- Born: Joe Holmes 1906 Killyramer, near Ballymoney, County Antrim, Ireland
- Died: January 1978 (aged 71–72)
- Genres: Irish traditional music, Sean-nós
- Occupation: Musician
- Instruments: Fiddle, singing

= Joe Holmes (singer) =

Joe Holmes (1906 - 5 January 1978) was a fiddler, lilter and traditional singer from County Antrim, Northern Ireland.

==Biography==
Holmes's brother Harry had brought him home a present of his first fiddle on his return from the Great War. Holmes's first job was carrying the red warning flag in front of the steam roller, which took him travelling all around the country in a caravan. He took his fiddle on these trips. Some of the fiddle favourites included: "The Boys of Ballycastle", "The Blackberry Blossom", "Royal Charlie", "Wellington’s Medal" and "Rodney’s Glory". Holmes left the roadwork and worked at flax-scutching, first for a small mill near Killyrammer, and then into Milltown Mill, in Ballymoney. He then took up a healthier job as a green-keeper for Ballymoney Bowling club.

==Recordings==
All of Joe Holmes's recordings were made with Len Graham with whom he began regularly attending music sessions around Ireland in the 1960s.

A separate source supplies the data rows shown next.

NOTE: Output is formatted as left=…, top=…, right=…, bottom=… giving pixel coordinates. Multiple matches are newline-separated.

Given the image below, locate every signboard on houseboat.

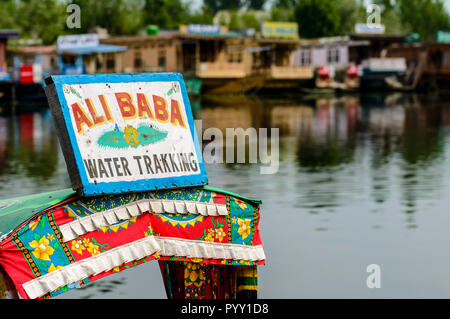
left=436, top=30, right=450, bottom=43
left=354, top=23, right=385, bottom=34
left=261, top=22, right=298, bottom=39
left=57, top=34, right=99, bottom=51
left=187, top=24, right=221, bottom=35
left=44, top=73, right=208, bottom=196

Their first album was Chaste Muses, Bards and Sages, which includes solo singing by both as well as duets and lilting. The record became an instant hit and Len’s assured singing coupled with Joe’s verve, and his huge store of songs, made them firm favourites in clubs, concerts and festivals. Sadly, Joe Holmes died just a fortnight after completing the recording of their follow-up LP, After Dawning, in 1978.

==BBC Radio Documentary==
On 6 January 1980 a radio documentary tribute to Joe Holmes compiled by David Hammond was broadcast on BBC Radio Ulster. Contributors on the programme were Len Graham, Geordie Hanna, Frank Harte, Jeannie McGrath, Sarah Ann O'Neill and Paddy Tunney.

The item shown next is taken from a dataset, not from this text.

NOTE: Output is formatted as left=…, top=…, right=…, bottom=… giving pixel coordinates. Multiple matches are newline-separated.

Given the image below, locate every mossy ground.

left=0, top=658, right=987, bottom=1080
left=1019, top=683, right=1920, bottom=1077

The programme was called Joe Holmes: A Parting Glass, BBC Programme number: 140U540, Catalogue Number: 9517794, Duration 0:29:08

==Discography==
===Joe Holmes and Len Graham===
- Chaste Muses, Bards and Sages (Free Reed, 1976) – FRR 007
- After Dawning (Topic, 1979) – 12TS401

===Compilations===
- A Living Thing: Contemporary Classics Of Traditional Irish Music (Globestyle, 1997) – CD. Various artists. Features two songs by Joe Holmes and Len Graham: "The Girl That Broke My Heart" and "The Parting Glass".
- I Once Was A Daysman & Chaste Muses, Bards & Sages (Free Reed, 2008) – FRRR-08/FRRRS-128 CD. Remastered albums by Eddie Butcher / Joe Holmes and Len Graham.